Entre 2003 et 2020, ce sont 4231 villages au Burkina Faso qui ont pris l’engagement d’abandonner la pratique de l’excision. En 2020 spécifiquement, 570 villages ont pris cet engagement. Au SP/CNPE, un mécanisme de suivi des déclarations publiques d’abandon de la pratique de l’excision a été mis en place. Ce mécanisme prend en compte les autorités au niveau provincial, communal et au niveau des villages où il y a des cellules de veille de la structure.
Comme autre activité de prévention de la pratique de l’excision, c’est l’intégration des contenues MGF dans les curricula d’enseignement. Cette stratégie est mise en œuvre depuis 2001. Il y a aussi la formation des agents de santé à base communautaire qui sont sous la tutelle technique du ministère de la santé. « Nous avons pensé que ce sont des acteurs clés parce qu’en contact direct avec les communautés, ils pouvaient servir de relais pour la transmission d’un certain nombre de messages contre les MGF », a fait savoir M. Yankiné.
Aussi, les compétences de 675 filles ont été renforcées dans la lutte contre les MGF. Des agents de santé constitués de médecin, attachés de santé, chirurgiens, ont également été formés sur les techniques de réparation des séquelles. « Aujourd’hui, sur toute l’entendue du territoire, nous avons de la compétence pour prendre en charge les séquelles et les complications d’excision », a-t-il confié.
Les acteurs engagés dans la lutte contre les MGF invitent les populations à toujours dénoncer les cas d’excision à travers le numéro vert 80 00 11 12. Tout le monde peut dénoncer des cas d’excision, précise Mme Taro, notant que toute personne qui a une information sur des cas d’excision et qui ne dénonce pas est passible de sanction. En plus de ce numéro vert, toutes les structures qui travaillent en collaboration avec le ministère en charge de la femme ou le SP/CNLPE peuvent recevoir des dénonciations pour des cas d’excision. Il y a aussi la police et la gendarmerie nationale.
Le Covid-19, un frein à la lutte contre l’excision
Le coronavirus a impacté tous les secteurs d’activés depuis son apparition en mars 2020 au Burkina Faso. Le SP/CNLPE n’en est pas en reste. En effet, à en croire Albert Sawadogo, les activités de mobilisation sociale telles que les causeries, les grandes rencontres avec les différentes communautés, ont été impactées par le Covid-19. Le confinement qui rime avec l’absence de mouvement a aussi paralysé certaines actions du SP/CNLPE. Cela a impacté négativement la mise en œuvre de son plan d’action. La mobilisation financière a dû prendre un coup parce que des fonds qui étaient prévus pour appuyer le CNLPE dans ses activités ont été orientés dans la lutte contre le Covid-19. Cela aurait eu un impact sur la mobilisation financière dans la lutte contre les MGF. « La période du Covid-19 qui a restreint la mobilité a aussi joué sur la pratique. Certaines personnes ont sans doute profité de cette période pour exciser leurs enfants. Durant cette période, nous n’avons pas reçu de dénonciation contre cette pratique », a signifié M. Sawadogo.

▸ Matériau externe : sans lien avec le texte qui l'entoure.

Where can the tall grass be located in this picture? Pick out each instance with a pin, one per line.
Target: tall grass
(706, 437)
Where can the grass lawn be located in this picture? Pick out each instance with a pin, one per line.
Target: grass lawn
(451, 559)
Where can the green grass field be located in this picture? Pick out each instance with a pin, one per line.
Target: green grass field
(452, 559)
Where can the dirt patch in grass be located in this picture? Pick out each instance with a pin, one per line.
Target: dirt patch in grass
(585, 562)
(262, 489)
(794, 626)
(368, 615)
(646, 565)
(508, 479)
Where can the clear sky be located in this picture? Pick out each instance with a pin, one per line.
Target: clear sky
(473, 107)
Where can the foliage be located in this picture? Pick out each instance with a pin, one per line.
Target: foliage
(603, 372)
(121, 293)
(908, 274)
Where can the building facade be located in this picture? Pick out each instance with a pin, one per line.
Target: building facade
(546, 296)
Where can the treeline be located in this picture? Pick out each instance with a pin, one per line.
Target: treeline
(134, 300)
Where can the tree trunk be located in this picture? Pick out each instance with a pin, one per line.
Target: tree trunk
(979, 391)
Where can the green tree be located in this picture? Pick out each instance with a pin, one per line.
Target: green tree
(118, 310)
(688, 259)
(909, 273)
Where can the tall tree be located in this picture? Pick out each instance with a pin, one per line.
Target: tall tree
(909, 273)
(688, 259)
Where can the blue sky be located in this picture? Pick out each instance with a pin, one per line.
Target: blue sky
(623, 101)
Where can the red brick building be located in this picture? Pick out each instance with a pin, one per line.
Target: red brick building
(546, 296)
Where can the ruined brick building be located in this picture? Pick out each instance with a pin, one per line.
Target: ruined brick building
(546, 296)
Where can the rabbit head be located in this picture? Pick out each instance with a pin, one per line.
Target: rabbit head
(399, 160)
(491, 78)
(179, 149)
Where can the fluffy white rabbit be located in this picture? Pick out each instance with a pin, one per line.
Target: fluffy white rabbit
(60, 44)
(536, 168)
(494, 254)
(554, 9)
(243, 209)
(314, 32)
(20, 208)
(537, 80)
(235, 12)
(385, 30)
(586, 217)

La mobilisation des fonds ayant été impactée par la pandémie, le SP/CNLPE était obligé de revoir ses stratégies de prévention, de privilégier les émissions à distance (émission radio) et d’autres types d’activité qui ne nécessitent pas un regroupement. Le budget de toutes les activités a été revu en incluant les dispositifs de prévention du Covid-19. « Ce qui a alourdi le budget de prévention et n’a pas permis d’élargir la gamme d’activités qui devraient être réalisées sur le terrain », regrette M. Yankiné.
Armand Kinda
Minute.bf
L’excision est une mauvaise pratique. Il faudra vraiment travailler à y mettre fin. Beaucoup de femmes souffrent aujourd’hui à cause de cette mauvaise pratique. Fistule obstétricales, saignement pendant l’accouchement, bref, beaucoup de conséquences à éviter…
Félicitations à la jeune fille pour son courage d’accepter de témoigner pour donner une leçon contre une pratique dépassée. Félicitations au journaliste pour le formidable rendu de l’histoire.
Merci à Roukiatou Sedgo pour cette lutte à visage découvert. Que Dieu te bénisse. Que toutes les femmes se donnent main dans la main pour contre cette pratique. Merci à Maria pour son témoignage émouvant.